The shifting geopolitics of the Pacific region plays a major role. Australia has been sheltered by the ANZUS Treaty (The Australia, New Zealand and United States Security Treaty) since 1951, but the stable environment it has thrived in ascribes not only to the security agreement, but also to its own geopolitical advantage. During the Cold War, the North Atlantic was the focus of the naval operations of the US and the Soviet Union. The South Pacific, where Australia is located, was basically out of USSR’s reach, not to mention a rising US-backed Japan if Soviets ever planned on marching south. Geopolitics of Australia today, nonetheless, has drastically changed as the country’s greatest threat is no longer the Soviet Union.
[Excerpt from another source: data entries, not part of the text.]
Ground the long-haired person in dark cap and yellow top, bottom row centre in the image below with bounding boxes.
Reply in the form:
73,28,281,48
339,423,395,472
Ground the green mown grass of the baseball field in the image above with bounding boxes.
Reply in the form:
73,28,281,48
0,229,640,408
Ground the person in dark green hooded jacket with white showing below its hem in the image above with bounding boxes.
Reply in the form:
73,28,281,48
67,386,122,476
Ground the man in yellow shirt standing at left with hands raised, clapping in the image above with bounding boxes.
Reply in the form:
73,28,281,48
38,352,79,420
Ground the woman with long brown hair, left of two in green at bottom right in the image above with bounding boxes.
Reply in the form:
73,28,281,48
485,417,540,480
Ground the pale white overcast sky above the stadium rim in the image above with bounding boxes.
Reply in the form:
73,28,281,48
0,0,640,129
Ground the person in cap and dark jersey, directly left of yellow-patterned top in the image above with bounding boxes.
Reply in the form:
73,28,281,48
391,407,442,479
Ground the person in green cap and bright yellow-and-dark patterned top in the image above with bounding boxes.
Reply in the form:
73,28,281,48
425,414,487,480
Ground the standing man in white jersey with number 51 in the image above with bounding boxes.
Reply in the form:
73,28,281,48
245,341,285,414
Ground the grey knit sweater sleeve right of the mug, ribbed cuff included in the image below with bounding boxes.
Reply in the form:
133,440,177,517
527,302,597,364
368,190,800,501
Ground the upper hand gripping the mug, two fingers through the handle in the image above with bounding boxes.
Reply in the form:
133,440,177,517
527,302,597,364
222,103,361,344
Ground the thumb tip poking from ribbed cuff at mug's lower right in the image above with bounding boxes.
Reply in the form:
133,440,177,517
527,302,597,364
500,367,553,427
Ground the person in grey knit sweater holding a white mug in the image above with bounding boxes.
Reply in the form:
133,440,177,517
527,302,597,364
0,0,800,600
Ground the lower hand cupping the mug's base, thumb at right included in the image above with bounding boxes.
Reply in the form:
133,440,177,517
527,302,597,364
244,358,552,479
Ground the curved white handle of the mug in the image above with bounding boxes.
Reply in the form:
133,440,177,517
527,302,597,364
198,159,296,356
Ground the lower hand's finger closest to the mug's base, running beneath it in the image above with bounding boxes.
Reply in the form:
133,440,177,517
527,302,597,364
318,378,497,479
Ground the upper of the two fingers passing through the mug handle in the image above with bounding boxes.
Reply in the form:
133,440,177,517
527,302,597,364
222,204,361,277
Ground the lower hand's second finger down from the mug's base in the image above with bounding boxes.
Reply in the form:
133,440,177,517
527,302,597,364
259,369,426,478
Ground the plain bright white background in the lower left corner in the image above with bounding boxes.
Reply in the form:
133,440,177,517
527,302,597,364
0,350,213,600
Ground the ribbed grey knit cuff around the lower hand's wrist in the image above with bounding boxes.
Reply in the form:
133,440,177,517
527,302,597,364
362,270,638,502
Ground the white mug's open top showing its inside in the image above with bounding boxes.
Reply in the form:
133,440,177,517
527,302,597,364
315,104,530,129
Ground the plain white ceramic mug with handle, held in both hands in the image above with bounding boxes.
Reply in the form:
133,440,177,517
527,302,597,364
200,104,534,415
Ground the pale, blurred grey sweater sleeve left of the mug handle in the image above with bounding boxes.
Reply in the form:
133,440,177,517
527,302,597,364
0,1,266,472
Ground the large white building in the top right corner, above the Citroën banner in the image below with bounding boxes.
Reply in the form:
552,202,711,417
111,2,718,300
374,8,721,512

Instead, a provocative China has emerged as a new challenger in the South Pacific with its ramped-up presence in the South China Sea, rendering the area a security hotspot where Australia is ineluctably involved.
However, the geopolitical change in the Pacific is nothing new to Australia since it already experienced it decades ago. As a member of the British Empire, Australia fought alongside its Mother Country – the United Kingdom during the Second World War. Nevertheless, it was highly dependent on the UK for its defense against the backdrop of America’s inactive involvement prior to Japan’s attack on Pearl Harbor. Despite Winston Churchill’s vow to protect Singapore from Japan, the unexpected surrender of the British troops instead led to the fall of the Britain’s former colony to the Japanese army. Britain’s failure to defend Singapore was seen as a betrayal by the then-Prime Minister of Australia John Curtin, and his fury was further fueled when the UK turned a blind eye to Australia’s pleas for help in the wake of Japanese air raids on Darwin and northern Australia. The US did come to Australia’s aid, but the very reason why Americans helped was that they needed a base in the Pacific to look out for their own interests, and Australia happened to serve as a good spot.
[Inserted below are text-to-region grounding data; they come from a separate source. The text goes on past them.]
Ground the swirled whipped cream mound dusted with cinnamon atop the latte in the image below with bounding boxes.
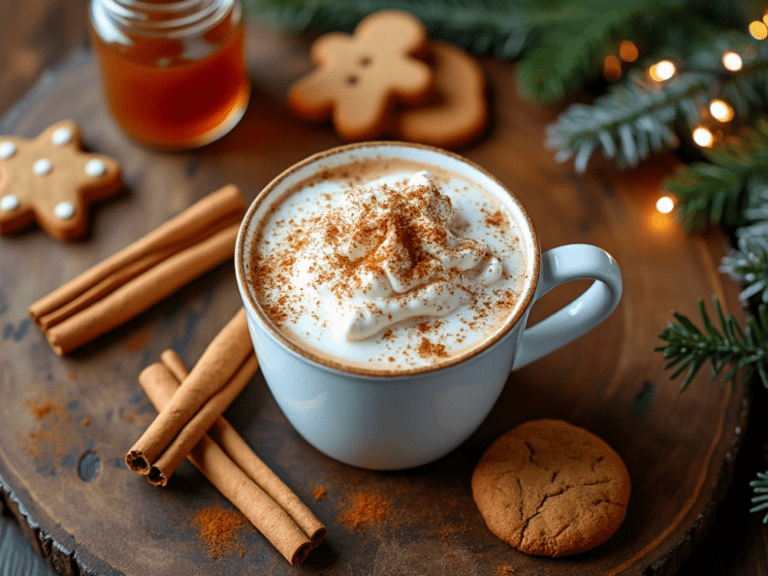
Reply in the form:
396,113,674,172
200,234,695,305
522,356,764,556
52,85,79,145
291,171,503,342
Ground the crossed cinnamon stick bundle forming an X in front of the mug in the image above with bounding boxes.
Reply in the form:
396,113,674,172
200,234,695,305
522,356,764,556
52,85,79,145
126,309,326,564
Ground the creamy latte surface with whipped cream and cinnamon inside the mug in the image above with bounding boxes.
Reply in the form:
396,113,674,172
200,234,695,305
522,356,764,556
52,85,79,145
245,153,531,375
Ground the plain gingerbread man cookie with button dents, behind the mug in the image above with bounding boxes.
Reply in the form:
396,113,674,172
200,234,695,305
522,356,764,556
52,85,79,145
288,10,432,141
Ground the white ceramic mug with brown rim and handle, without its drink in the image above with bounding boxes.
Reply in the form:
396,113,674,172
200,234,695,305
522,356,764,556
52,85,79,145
235,142,622,470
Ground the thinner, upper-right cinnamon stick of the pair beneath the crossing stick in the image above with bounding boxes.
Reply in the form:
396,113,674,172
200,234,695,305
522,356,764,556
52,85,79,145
162,350,326,547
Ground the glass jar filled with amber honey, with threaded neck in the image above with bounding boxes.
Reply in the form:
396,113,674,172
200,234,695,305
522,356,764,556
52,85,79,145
90,0,251,150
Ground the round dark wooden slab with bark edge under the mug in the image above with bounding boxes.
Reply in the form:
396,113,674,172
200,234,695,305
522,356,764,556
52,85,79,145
0,24,749,576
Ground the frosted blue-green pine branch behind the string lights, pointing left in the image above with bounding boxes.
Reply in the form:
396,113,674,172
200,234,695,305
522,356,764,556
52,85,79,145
546,32,768,172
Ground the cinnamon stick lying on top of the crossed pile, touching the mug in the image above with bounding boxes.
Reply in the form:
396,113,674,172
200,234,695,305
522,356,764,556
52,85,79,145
125,308,252,479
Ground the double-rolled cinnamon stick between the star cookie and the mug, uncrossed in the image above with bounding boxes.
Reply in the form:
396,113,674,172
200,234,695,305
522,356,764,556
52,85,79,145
29,185,245,356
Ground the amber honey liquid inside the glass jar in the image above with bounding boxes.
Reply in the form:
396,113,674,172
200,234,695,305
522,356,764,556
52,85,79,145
91,1,250,149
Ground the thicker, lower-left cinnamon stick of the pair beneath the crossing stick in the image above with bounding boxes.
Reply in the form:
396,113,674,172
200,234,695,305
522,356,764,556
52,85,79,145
139,362,312,564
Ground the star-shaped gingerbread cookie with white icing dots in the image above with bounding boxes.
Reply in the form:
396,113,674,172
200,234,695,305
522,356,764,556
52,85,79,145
0,120,122,240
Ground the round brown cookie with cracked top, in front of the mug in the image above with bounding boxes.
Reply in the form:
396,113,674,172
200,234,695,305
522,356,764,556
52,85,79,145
472,420,630,557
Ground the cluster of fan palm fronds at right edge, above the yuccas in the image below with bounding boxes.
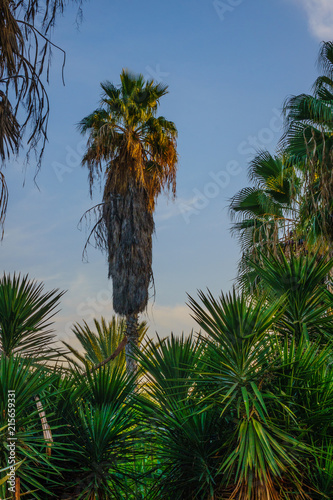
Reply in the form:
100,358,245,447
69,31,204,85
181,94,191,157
230,42,333,289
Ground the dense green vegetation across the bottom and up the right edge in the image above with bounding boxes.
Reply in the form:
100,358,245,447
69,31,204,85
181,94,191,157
0,35,333,500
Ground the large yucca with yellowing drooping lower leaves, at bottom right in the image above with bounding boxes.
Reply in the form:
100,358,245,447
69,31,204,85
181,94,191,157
185,291,318,500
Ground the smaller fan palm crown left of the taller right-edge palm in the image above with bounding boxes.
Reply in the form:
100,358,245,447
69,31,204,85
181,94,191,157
229,151,303,287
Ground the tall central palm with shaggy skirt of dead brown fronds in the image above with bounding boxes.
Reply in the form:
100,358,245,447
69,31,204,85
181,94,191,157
79,70,177,372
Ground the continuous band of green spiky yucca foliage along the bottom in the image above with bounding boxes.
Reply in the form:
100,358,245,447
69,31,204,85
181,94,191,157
0,260,333,500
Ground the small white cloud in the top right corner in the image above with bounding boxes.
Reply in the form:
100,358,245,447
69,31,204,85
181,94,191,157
296,0,333,41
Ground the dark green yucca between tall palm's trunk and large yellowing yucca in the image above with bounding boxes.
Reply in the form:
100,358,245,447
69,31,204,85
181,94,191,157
138,335,228,500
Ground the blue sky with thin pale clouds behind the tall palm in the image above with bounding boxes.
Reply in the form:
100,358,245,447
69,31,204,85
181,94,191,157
0,0,333,348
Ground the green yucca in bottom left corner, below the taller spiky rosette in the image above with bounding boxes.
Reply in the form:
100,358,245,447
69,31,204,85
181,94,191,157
0,355,63,500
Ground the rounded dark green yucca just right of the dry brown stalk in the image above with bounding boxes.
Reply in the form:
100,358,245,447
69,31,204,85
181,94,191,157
49,366,141,500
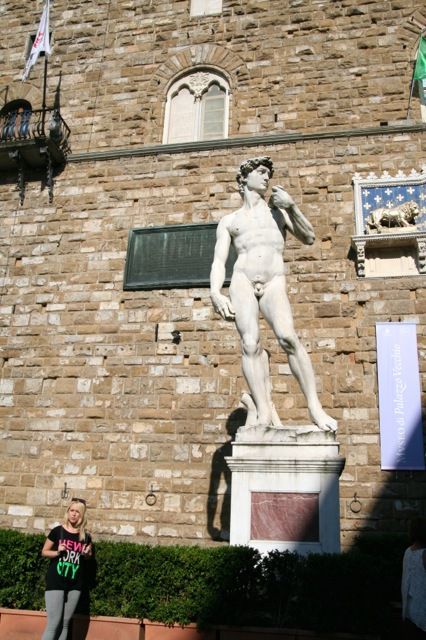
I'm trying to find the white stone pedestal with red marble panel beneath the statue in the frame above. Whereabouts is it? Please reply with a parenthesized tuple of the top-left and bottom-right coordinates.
(226, 426, 345, 553)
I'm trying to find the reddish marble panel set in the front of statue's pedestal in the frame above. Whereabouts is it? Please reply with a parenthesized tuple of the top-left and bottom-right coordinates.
(250, 491, 319, 542)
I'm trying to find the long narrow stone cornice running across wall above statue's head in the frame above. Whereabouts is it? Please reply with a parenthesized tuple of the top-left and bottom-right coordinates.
(67, 122, 426, 162)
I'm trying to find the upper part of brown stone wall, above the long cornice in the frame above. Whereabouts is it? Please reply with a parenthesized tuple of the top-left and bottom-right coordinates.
(0, 0, 426, 146)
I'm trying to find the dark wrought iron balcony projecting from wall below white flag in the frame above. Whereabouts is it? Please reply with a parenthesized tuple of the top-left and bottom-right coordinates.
(0, 106, 70, 204)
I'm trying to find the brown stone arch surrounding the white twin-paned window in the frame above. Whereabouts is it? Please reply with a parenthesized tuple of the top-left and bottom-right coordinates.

All of those have made Australia acknowledge the fact that it only had “small-power status” and neither the US or the UK had been a reliable ally when it comes to protecting Australia in its hour of need. In that respect, it makes perfect sense for Australia to prioritize the enhancement of its own military capabilities over other matters, especially in the wake of the blatant military threat made by the chief editor of Beijing’s Global Times newspaper that Chinese missile strikes on Australia will be inevitable if the latter ever plans to intervene in Taiwan Strait issues.
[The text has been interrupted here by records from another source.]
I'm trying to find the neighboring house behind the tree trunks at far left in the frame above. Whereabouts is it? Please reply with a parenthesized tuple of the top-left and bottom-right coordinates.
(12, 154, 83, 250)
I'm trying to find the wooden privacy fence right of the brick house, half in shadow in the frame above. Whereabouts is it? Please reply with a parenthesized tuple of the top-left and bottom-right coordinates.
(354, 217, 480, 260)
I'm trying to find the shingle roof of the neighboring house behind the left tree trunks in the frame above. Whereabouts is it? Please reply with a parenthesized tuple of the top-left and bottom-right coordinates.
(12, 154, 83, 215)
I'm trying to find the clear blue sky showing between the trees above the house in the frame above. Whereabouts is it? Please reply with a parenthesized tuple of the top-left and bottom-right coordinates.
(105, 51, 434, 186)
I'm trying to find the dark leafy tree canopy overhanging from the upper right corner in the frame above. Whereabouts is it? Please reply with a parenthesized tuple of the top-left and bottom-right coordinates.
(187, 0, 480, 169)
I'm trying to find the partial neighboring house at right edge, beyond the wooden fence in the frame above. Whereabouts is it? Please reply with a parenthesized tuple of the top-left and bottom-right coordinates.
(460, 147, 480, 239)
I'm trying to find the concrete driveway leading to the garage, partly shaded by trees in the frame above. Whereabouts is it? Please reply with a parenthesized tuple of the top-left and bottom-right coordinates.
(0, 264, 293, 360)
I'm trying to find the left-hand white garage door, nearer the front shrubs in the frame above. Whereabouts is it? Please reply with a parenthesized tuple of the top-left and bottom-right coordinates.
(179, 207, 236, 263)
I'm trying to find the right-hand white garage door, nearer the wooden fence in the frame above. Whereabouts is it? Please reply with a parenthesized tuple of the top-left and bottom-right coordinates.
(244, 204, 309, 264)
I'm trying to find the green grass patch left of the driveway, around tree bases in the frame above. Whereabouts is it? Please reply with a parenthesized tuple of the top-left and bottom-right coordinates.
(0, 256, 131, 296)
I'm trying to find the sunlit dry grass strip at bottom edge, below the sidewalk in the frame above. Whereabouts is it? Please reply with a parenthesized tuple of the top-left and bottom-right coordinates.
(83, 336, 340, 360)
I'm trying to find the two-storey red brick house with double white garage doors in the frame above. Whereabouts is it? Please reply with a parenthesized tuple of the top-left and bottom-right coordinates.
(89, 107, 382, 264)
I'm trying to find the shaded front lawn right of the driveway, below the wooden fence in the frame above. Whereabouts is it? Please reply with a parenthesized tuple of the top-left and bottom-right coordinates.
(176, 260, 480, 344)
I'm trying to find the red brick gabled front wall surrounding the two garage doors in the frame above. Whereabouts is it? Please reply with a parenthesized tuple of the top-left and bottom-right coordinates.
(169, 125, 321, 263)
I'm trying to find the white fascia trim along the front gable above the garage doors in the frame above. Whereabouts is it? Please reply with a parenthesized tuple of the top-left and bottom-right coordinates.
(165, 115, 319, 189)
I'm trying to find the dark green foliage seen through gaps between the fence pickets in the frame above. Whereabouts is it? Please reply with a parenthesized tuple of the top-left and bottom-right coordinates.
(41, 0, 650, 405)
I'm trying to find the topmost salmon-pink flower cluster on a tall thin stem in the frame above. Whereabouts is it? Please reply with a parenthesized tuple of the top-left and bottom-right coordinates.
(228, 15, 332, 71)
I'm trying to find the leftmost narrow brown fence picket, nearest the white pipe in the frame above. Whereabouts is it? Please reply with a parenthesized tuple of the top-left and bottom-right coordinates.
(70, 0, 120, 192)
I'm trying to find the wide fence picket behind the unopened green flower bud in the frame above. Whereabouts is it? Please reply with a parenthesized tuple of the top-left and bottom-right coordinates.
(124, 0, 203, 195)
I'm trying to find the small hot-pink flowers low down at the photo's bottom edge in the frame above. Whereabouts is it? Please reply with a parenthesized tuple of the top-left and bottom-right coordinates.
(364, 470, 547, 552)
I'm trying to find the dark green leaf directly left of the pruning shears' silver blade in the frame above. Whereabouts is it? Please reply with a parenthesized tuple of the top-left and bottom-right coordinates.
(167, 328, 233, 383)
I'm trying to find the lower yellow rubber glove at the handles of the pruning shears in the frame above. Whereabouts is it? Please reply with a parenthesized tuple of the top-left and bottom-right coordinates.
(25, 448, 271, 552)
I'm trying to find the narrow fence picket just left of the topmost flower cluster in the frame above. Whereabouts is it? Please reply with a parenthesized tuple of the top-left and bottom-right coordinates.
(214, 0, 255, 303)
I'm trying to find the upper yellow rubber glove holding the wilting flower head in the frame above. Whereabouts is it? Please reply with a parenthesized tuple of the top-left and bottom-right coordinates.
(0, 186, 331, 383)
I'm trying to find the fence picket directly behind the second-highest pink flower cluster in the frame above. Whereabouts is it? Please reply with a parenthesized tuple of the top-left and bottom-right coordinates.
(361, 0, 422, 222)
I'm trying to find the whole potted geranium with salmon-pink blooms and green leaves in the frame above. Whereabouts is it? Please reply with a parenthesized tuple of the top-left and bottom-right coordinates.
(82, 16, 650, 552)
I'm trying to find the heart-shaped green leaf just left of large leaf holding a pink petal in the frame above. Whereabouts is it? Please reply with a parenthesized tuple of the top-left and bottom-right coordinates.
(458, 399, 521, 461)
Another heavily discussed question is – why did Australia rush to forge a new security pact even it is already a member of the Five Eyes intelligence-sharing alliance? The faltering American global leadership might be the major impetus. America’s chaotic withdrawal from Afghanistan not only created a power vacuum in the latter, but also potential instability in the Indo-Pacific. No matter how hard the Biden Administration has tried to defend its humiliating Afghan retreat, allies of the US are alarmed and suspicions of a falling America are raised. In the eyes of Australia, America’s abandonment of Afghanistan is nothing short of Britain’s insouciance towards Australia 70 years ago. As the victim of abandonment trauma during World War II, Australia’s contributions to AUKUS are simply the outgrowth of the country’s efforts to prevent history from repeating itself.
Australia is by no means the only country seeking a stronger military force and a tougher stance against CCP during the ongoing reshuffling of the global deck. Canada and Japan, both economically powerful but politically mediocre, are likely to make the same move as Australia has made to gradually break free from their military dependence on the US. Erin O’Toole, the leader of the Conservative Party of Canada has relentlessly bashed China’s Communist Regime and has highlighted his tough-on-China policy in the Canada federal election. In Japan, a great majority of the current prime minister candidates have also overtly manifested their hawkish stance on China. Regardless of where those elections may lead, it is not hard to fathom that Australia’s ballooning military spending will be replicated by more countries. AUKUS, as a sequela of the Second World War and US withdrawal from Afghanistan, is likely to usher in an era of a new round of arms race.